DCSIMG

Northern US recovers from storm as another builds

The region has started the recovery process from the snowstorm. Picture: AP

The region has started the recovery process from the snowstorm. Picture: AP

  • by TIM MCLAUGHLIN IN BOSTON AND EDITH HONAN IN NEW YORK
 

THE US north-east has started digging itself out after a blizzard dumped up to 40 inches of snow with hurricane force winds, killing at least nine people and leaving hundreds of thousands without power.

Utility companies were yesterday reporting roughly 350,000 customers still without electricity across a nine-state region after the wet, heavy snow brought down tree branches and power lines. About half a million had been down as of late Saturday.

Air traffic began to return to normal Sunday after some 5,800 flights were cancelled on Friday and Saturday.

Rare travel bans in Connecticut and Massachusetts were lifted but roads throughout the region remained treacherous, according to state transportation departments.

As the region recovered, another large winter storm building across the Northern Plains was expected to leave a foot of snow and bring high winds from Colorado to central Minnesota into today, the National Weather Service said.

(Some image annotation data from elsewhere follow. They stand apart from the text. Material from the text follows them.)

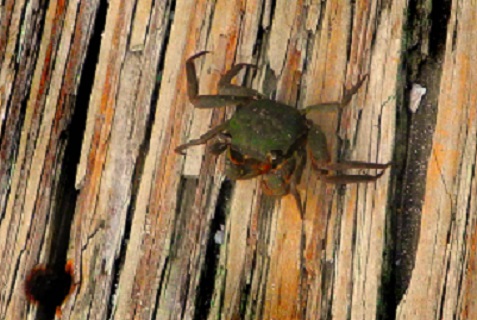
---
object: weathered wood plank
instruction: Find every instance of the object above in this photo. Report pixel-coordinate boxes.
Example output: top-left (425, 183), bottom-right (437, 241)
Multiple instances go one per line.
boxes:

South Dakota was expected to be hardest hit, with winds reaching 50 miles per hour, creating white-out conditions. The storm was expected to reach parts of Nebraska, North Dakota, Wyoming and Wisconsin.

Friday and Saturday’s mammoth storm stretched from the Great Lakes to the Atlantic and covered several spots in the north-east with more than three feet of snow. Connecticut, Rhode Island and Massachusetts took the brunt of the blizzard.

Roads were impassable, and cars were entombed by snow drifts. Some people couldn’t open the doors of their homes.

“It’s like lifting cement,” said Michael Levesque, who was shovelling snow in Massachusetts. They say it’s two feet, but I think it’s more like three feet.”

Hamden, Connecticut, had 40in and nearby Milford 38in, the National Weather Service said.

Stratford, Connecticut, mayor John Harkins told WTNH television that snow had fallen at a rate of six inches an hour and even ploughs were getting stuck.

The storm dropped 31.9in of snow on Portland, Maine, breaking a 1979 record, the weather service said. Winds gusted to 83 miles per hour at Cuttyhunk, New York, and brought down trees across the region.

The storm contributed to at least five deaths in Connecticut and two each in New York state and Boston, authorities said. A motorist in New Hampshire also died when he went off a road but authorities said his health may have been a factor in the crash.

The two deaths in Boston were separate incidents of carbon monoxide poisoning in cars, an 11-year-old boy and a man in his early-20s. The boy had climbed into the family car to keep warm while his father cleared snow. The engine was running but the exhaust was blocked, said authorities.

There were also road rescues along the Long Island Expressway from Friday night to Saturday morning, some using snowmobiles. A baby girl was delivered early Saturday by emergency services personnel in Worcester, Massachusetts.

Still, the storm was not as bad as some of the forecasts led many to fear, and not as dire as the blizzard of 1978, used by New Englanders as the benchmark by which all other winter storms are measured.

In New York, where Central Park recorded 11in, not even enough to make the Top 10 list, Mayor Michael Bloomberg said the city “dodged a bullet” and its streets were “in great shape.”

The three major airports – LaGuardia, Kennedy and Newark – were up and running by late yesterday morning after shutting down the evening before.